I was able to find mention of a Spring Beauty Bee (a miner bee named Andrena erigeniae) in a list of specalist bees.

An article in the Baltimore Sun entitled "Searching the Forest for the Bees" describes the bee's lifestyle, which includes only a brief appearance in the spring. It's useful to know that honey bees are not native to America.
"Unlike honey bees, which congregate in hives, most of the forest bees are loners that spend the bulk of their lives in the ground. They emerge for just a few weeks in early spring to pollinate flowering plants, shrubs and trees before the forest leafs out and shades the understory from the sun.

Many are "specialists," Droege said, focusing on a particular type of plant or flower.

For example, he said, there's a bee that specializes in collecting nectar and pollen from spring beauty, a ground-hugging pink or white wildflower that's one of the earliest harbingers of spring. One can't exist without the other, he said. In fact, many flowers have features that attract particular pollinators, while discouraging or excluding others.

"Flowers were all designed by bees," Droege said, over millennia of co-evolution."
 As a botanist, I had naturally assumed that all bees were designed by plants.

Sunday, April 05, 2020

Some Early Spring Flowers Along the Princeton Ridge


Though google was indicating that local nature preserves are closed due to the pandemic, my understanding is that only active recreation areas, e.g. playgrounds, tennis courts, etc., are closed. Hiking is still allowed. (photo of flyer should expand if you click on it)

Many people were out today enjoying the good weather and hiking in Herrontown Woods, Autumn Hill, and no doubt in other Princeton preserves well situated on the special soils of the ridge, like Witherspoon Woods, Woodfield Reservation, and higher elevations at Mountain Lakes.

Below are some photos of common flowers hikers are likely to encounter at Herrontown Woods and elsewhere.

Spring beauty (Claytonia virginica) is the most common, carpeting some areas. A couple times, when I noticed these were being pollinated by a tiny bee, I crouched down to take a photo only to have the bee drop down onto a dead leaf and stay still, as if trying to hide.

The tongue-shaped leaves of trout lily (Erythronium americanum) carpet some areas as well, and some of the leaves even produce the elegant yellow flowers.


You could say "Thalictrum thalictroides," or you could say rue anemone (Roo a-NEM-un-ee). The photo is a closeup. This is a little flower.




Mayapples emerge like a closed umbrella that then deploys, hiding the flower underneath the leaf.

Violets are a just starting to show up.



Bloodroots are less common, and have larger flowers than the others. Their latin name is Sanguinaria canadensis, in the poppy family.

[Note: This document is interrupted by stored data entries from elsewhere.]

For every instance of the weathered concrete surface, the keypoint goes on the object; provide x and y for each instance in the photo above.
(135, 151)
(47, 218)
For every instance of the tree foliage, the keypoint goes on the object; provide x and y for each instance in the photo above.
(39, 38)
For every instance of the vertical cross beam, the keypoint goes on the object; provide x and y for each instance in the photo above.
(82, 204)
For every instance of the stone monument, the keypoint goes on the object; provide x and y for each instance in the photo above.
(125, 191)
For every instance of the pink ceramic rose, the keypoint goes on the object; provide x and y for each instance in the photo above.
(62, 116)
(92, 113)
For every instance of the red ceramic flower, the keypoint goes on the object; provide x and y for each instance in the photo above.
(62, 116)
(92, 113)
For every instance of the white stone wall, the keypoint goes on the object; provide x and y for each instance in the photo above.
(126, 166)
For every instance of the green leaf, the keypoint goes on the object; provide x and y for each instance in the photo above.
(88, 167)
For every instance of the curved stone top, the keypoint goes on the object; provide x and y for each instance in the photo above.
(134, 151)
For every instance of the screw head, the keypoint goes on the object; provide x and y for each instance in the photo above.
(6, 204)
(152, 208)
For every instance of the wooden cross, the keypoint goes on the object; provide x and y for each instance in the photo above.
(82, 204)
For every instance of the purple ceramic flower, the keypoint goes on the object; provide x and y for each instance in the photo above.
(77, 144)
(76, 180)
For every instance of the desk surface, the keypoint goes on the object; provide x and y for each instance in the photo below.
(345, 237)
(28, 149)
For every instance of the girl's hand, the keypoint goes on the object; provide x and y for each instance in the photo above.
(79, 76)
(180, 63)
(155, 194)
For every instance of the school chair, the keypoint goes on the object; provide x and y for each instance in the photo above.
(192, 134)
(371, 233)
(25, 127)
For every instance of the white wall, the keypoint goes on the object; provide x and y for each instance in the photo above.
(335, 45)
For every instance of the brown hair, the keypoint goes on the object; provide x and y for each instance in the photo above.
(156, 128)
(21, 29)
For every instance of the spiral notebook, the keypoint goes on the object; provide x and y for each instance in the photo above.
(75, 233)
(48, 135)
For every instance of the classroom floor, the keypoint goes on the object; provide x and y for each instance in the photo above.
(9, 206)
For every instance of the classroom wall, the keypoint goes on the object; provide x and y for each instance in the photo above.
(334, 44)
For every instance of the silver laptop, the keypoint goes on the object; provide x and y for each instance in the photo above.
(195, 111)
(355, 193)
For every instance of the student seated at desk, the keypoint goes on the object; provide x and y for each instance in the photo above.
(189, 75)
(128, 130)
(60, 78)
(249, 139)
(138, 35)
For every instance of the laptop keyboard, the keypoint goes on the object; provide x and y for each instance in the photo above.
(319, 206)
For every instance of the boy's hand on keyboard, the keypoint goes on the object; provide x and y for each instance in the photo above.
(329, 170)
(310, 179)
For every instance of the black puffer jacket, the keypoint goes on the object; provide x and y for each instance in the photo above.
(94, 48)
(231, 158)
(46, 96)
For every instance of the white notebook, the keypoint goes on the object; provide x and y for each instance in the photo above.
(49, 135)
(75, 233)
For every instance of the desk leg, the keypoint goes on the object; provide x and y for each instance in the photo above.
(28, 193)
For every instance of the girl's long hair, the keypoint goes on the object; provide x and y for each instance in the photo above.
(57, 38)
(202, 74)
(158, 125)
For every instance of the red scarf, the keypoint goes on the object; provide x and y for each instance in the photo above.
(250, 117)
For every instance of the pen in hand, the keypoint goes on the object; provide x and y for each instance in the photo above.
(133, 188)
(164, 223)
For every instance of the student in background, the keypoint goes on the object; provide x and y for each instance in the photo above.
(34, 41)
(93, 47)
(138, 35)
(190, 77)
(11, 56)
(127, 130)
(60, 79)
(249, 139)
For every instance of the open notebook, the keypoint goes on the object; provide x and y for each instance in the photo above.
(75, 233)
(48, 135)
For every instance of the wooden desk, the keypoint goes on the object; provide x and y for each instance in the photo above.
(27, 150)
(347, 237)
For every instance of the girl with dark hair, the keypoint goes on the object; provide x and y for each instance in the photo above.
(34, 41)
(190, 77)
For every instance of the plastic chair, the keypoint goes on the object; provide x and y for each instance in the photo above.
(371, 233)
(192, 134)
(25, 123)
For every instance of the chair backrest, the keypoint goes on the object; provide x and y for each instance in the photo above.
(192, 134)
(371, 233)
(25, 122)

Their enthusiastic bloom always makes me feel sanguine when I see one. They power their flower with last year's energy. The flower is soon gone, after which the seeds mature and the leaf expands and deploys like a solar panel to collect energy for next year's bloom.

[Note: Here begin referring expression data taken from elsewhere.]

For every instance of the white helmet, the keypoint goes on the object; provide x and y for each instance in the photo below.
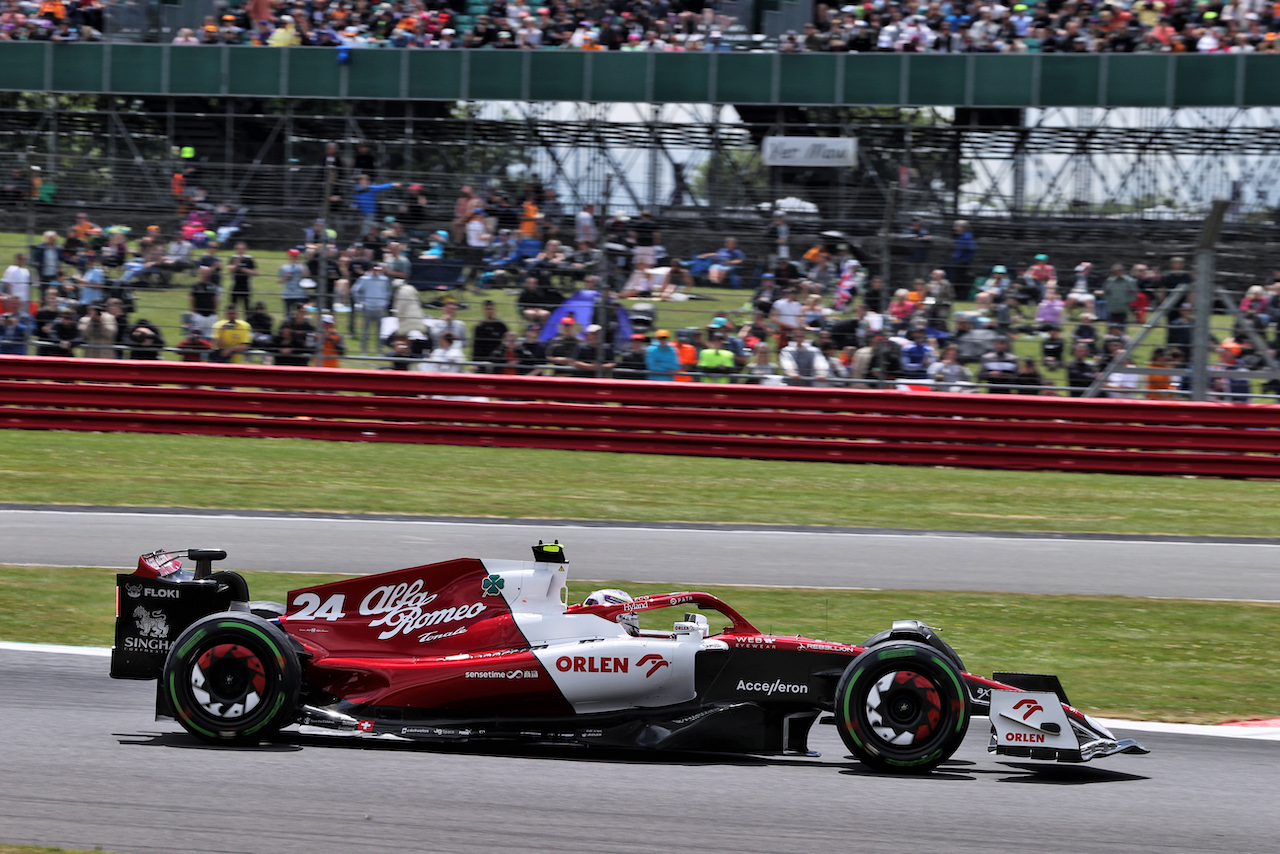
(611, 596)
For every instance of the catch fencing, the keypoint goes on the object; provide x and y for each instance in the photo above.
(688, 419)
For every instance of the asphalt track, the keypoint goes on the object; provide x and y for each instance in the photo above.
(86, 766)
(684, 555)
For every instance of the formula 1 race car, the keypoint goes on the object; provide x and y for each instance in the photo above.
(471, 649)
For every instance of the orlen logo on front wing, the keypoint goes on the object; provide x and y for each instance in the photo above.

Skunk cabbage lines the streams with its big, odiferous, cabbage-like leaves.

There was a shrub, painted buckeye, that lined the streams in the North Carolina piedmont and greened up early in spring. Pilots were said to be able to navigate by the ribbons of green etched in the spring landscape by the buckeyes. It's possible skunk cabbage once played a similar role.

Here's the mighty roar of the skunk cabbage flower, which pops up very early in spring, before the foliage.

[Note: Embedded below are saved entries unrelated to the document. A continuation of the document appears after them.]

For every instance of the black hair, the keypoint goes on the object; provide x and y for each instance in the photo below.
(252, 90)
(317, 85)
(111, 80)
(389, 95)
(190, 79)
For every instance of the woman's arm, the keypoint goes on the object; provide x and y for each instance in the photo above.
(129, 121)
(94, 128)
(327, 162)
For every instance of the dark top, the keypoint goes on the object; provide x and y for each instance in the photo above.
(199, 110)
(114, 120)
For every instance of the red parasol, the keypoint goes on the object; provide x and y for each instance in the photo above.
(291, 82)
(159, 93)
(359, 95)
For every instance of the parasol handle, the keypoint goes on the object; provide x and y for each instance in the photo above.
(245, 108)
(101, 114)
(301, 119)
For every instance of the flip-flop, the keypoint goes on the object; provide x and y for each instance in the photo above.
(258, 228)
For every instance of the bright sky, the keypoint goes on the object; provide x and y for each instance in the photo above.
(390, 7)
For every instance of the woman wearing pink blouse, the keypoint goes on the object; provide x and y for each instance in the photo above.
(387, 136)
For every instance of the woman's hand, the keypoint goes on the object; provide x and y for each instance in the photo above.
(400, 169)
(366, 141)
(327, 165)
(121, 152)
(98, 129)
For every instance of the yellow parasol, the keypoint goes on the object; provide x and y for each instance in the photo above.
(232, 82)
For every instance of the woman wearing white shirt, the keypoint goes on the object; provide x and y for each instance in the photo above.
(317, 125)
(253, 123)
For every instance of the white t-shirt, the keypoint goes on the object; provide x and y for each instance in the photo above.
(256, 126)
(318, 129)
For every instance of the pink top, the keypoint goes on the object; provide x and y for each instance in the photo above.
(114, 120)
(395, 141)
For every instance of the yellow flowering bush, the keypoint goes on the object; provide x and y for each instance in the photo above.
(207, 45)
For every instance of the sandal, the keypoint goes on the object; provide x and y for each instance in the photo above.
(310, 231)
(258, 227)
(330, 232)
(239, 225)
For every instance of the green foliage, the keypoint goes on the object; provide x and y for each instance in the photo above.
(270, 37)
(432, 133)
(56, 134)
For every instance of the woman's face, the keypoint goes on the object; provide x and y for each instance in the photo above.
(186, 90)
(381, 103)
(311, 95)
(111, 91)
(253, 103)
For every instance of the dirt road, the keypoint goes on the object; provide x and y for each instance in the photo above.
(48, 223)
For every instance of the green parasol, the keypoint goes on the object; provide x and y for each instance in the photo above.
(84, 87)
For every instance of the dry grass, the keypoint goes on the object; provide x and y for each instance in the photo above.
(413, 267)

The wood anemones start blooming a few days later, carpeting some areas of the ridge. Latin name is Anemone quinquefolia, with the species name meaning 5-parted leaves.

That's about it for the early flowering natives that are most likely to be encountered. Others like toothwort, hepatica, and Virginia pennywort are seldom seen.

The wild geraniums have put out their leaves, but are in less of a hurry to get their flowers out there.

Jack in the Pulpit is also up, about to open up its pulpit with Jack inside.



Black cohosh will bloom much later, but is sending up leaves.